É comumente aceite que na organização do território de uma
área metropolitana, como tal base para a habitação de uma população
significativa, para instalações industriais e comerciais, para escritórios e
serviços, e ainda para atividades agrícolas, silvícolas e piscatórias, deverão
ser planeadas e construídas redes de alimentação elétrica, de gás e de
água, de telecomunicações e de
saneamento.
Relativamente ao escoamento e aproveitamento de resíduos
urbanos e ao sistema de transportes, a postura dos cidadãos será um pouco
difusa.
Não se nota uma opinião pública exigente em termos de
recolha dos resíduos que possibilite o aproveitamento dos resíduos para
produção de energia e para utilização agrícola.
A autarquia arranjará maneira de recolher o lixo e depois as sociedades
intermunicipais que se preocupem com isso. Não se exige que nas novas
urbanizações se prevejam infraestruturas para o aproveitamento dos resíduos e,
muito menos produção local de energia.
De modo análogo, os transportes são considerados exteriores
à organização do território em si. Os habitantes consideram normalmente o
automóvel como solução para as suas deslocações casa-emprego, ou então há-de
haver uma carreira de autocarros ou uma linha férrea tradicional e a pressão da
opinião pública privilegiará a reivindicação de uma via rápida. A ineficiência
do transporte individual face ao transporte coletivo ferroviário gera assim
prejuízos para a economia nacional que se adicionam aos custos das vias
rápidas.
Infelizmente, para o orgulho humano, as deslocações de
pessoas obedecem às mesma leis da dinâmica dos fluidos, guardadas as devidas
distancias e as diferenças de unidades. Isto é, tal como uma rede de saneamento
subdimensionada satura e extravasa ao
mais pequeno excesso de afluência, assim uma rede de transportes deficiente e
sobrecarregada prejudica seriamente os passageiros, quer estes se concentrem no
transporte individual, quer no transporte coletivo. As crises de saturação
ocorrem mais rapidamente no transporte individual para valores inferiores do
volume de passageiros transportados, e são mais penalizadoras no caso de
transporte coletivo subdimensionado.
É assim necessário planear uma rede de transportes quando se
pensa em organizar o território, quer a construir-se uma nova urbanização, quer
ao tentar corrigir a organização existente.

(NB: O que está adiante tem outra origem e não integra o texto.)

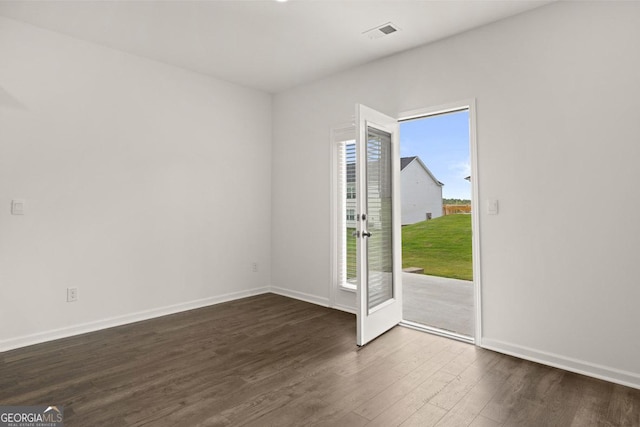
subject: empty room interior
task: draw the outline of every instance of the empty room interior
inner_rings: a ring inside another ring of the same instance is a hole
[[[640,425],[638,41],[635,1],[0,1],[0,410]],[[376,231],[336,282],[336,130],[370,202],[366,117],[461,106],[472,343],[377,326]]]

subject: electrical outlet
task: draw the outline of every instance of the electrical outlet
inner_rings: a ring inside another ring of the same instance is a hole
[[[251,263],[251,271],[253,271],[254,273],[258,272],[258,263],[257,262],[252,262]]]
[[[67,288],[67,302],[78,301],[78,288]]]
[[[24,215],[24,200],[11,201],[11,215]]]

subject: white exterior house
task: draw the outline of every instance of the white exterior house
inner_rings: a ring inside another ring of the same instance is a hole
[[[347,227],[356,226],[355,164],[346,165]],[[402,225],[415,224],[428,218],[442,216],[442,182],[438,181],[420,157],[400,159],[400,188],[402,198]]]
[[[442,216],[442,186],[420,157],[400,159],[402,225]]]

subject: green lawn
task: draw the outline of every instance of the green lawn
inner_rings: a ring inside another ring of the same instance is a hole
[[[402,227],[402,268],[473,280],[471,215],[447,215]]]
[[[355,277],[356,239],[347,229],[347,277]],[[447,215],[402,227],[402,268],[424,274],[473,280],[471,215]]]

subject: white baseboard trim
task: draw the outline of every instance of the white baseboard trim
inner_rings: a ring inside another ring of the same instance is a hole
[[[498,353],[515,356],[520,359],[541,363],[543,365],[553,366],[554,368],[564,369],[565,371],[575,372],[588,377],[594,377],[627,387],[640,389],[640,375],[633,372],[622,371],[620,369],[598,365],[584,360],[565,357],[554,353],[547,353],[545,351],[539,351],[533,348],[509,344],[488,338],[482,339],[480,347],[486,348],[487,350],[497,351]]]
[[[321,305],[323,307],[329,307],[329,298],[323,298],[316,295],[307,294],[305,292],[292,291],[290,289],[279,288],[277,286],[271,286],[269,290],[271,291],[271,293],[282,295],[283,297],[299,299],[300,301],[310,302],[312,304]]]
[[[331,306],[329,306],[330,308],[334,308],[336,310],[340,310],[340,311],[346,311],[347,313],[351,313],[351,314],[356,314],[356,309],[353,307],[348,307],[346,305],[341,305],[341,304],[333,304]]]
[[[85,334],[87,332],[99,331],[101,329],[113,328],[114,326],[126,325],[128,323],[140,322],[142,320],[153,319],[155,317],[166,316],[169,314],[179,313],[182,311],[202,308],[209,305],[220,304],[223,302],[233,301],[240,298],[246,298],[253,295],[260,295],[269,292],[268,287],[254,288],[246,291],[232,292],[214,297],[203,298],[195,301],[188,301],[180,304],[169,305],[165,307],[154,308],[151,310],[139,311],[136,313],[126,314],[123,316],[115,316],[107,319],[96,320],[93,322],[82,323],[79,325],[69,326],[66,328],[52,329],[37,334],[25,335],[22,337],[10,338],[0,341],[0,352],[13,350],[20,347],[26,347],[33,344],[40,344],[46,341],[52,341],[60,338],[67,338],[73,335]]]

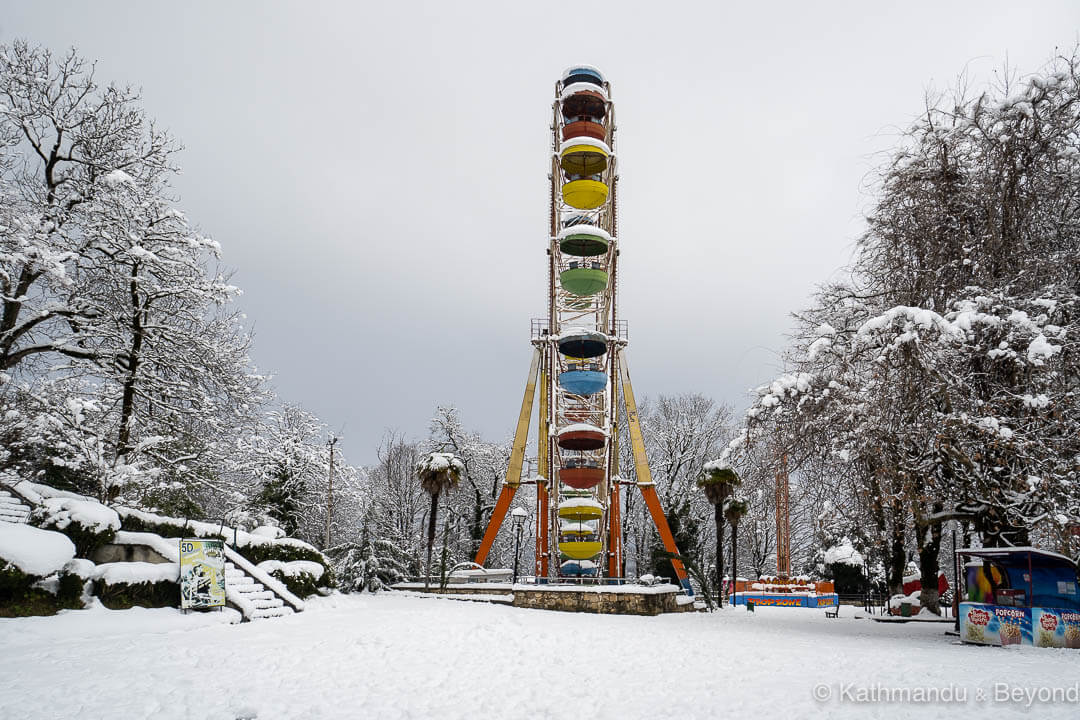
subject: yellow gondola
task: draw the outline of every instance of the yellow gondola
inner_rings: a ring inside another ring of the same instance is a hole
[[[559,552],[574,560],[588,560],[601,550],[599,542],[561,542]]]
[[[599,180],[571,179],[562,186],[562,196],[570,207],[578,210],[594,210],[607,202],[608,186]]]
[[[559,504],[559,517],[564,520],[588,522],[604,516],[604,508],[591,498],[571,498]]]
[[[559,164],[569,175],[599,175],[607,170],[607,145],[592,138],[576,138],[559,153]]]

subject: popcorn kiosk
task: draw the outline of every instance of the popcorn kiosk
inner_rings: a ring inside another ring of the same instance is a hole
[[[1076,563],[1032,547],[957,550],[965,588],[960,639],[1080,649]]]

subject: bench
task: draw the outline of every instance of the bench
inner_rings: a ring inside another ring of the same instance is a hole
[[[829,608],[825,608],[825,617],[827,617],[827,618],[840,617],[840,606],[839,605],[833,605],[831,610]]]

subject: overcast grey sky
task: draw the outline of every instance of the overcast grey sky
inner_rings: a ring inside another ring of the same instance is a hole
[[[875,6],[878,6],[875,8]],[[0,42],[99,60],[185,144],[283,399],[353,462],[456,404],[513,428],[545,302],[555,81],[619,125],[620,303],[640,395],[743,407],[850,258],[867,173],[925,91],[1041,66],[1076,2],[34,2]]]

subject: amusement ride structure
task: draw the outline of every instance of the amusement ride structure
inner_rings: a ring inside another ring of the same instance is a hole
[[[509,466],[476,563],[483,565],[522,484],[536,485],[540,582],[620,581],[620,491],[642,494],[666,550],[678,554],[660,506],[626,363],[626,322],[617,314],[619,240],[615,106],[599,70],[579,65],[555,85],[552,107],[547,317],[532,322],[532,363]],[[539,386],[538,477],[522,478]],[[625,407],[635,479],[619,475],[618,409]],[[686,570],[672,565],[690,589]]]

No caso da área metropolitana de Lisboa o problema agrava-se
com a desertificação da cidade intramuros (limites do município), a deslocação
da habitação e de muitos serviços e atividades industriais para os subúrbios e
a preferência pelo transporte individual.
A população da área metropolitana de Lisboa, cerca de 2,3
milhões de pessoas, distribui-se pelo município de Lisboa, cerca de 500 mil
habitantes (nos anos 90 do século passado eram cerca de 800 mil), e pelos
municípios envolventes.
A rede de comunicações
é composta principalmente por rodovias rápidas radiais e secantes
relativamente à capital. Não existe a prática sistemática de realização de
inquéritos de tráfego. No entanto, estima-se que as deslocações diárias em
transporte individual no sentido habitação-emprego são da ordem de 160 mil
automóveis entrados em Lisboa e 240 mil no tráfego secante, de um município
envolvente para outro.
Um critério empírico, resultante de inquéritos de tráfego e de
confirmação dependente da repetição desses inquéritos, admite que para uma população
de 2,3 milhões de habitantes se espera um montante de 1,7 x 2,3 ~ 4 milhões de
deslocações diárias motorizadas. O que daria uma carga na hora de ponta de um
décimo (ou outro valor resultante de inquéritos de tráfego) ou 400.000
deslocações motorizadas na hora de ponta.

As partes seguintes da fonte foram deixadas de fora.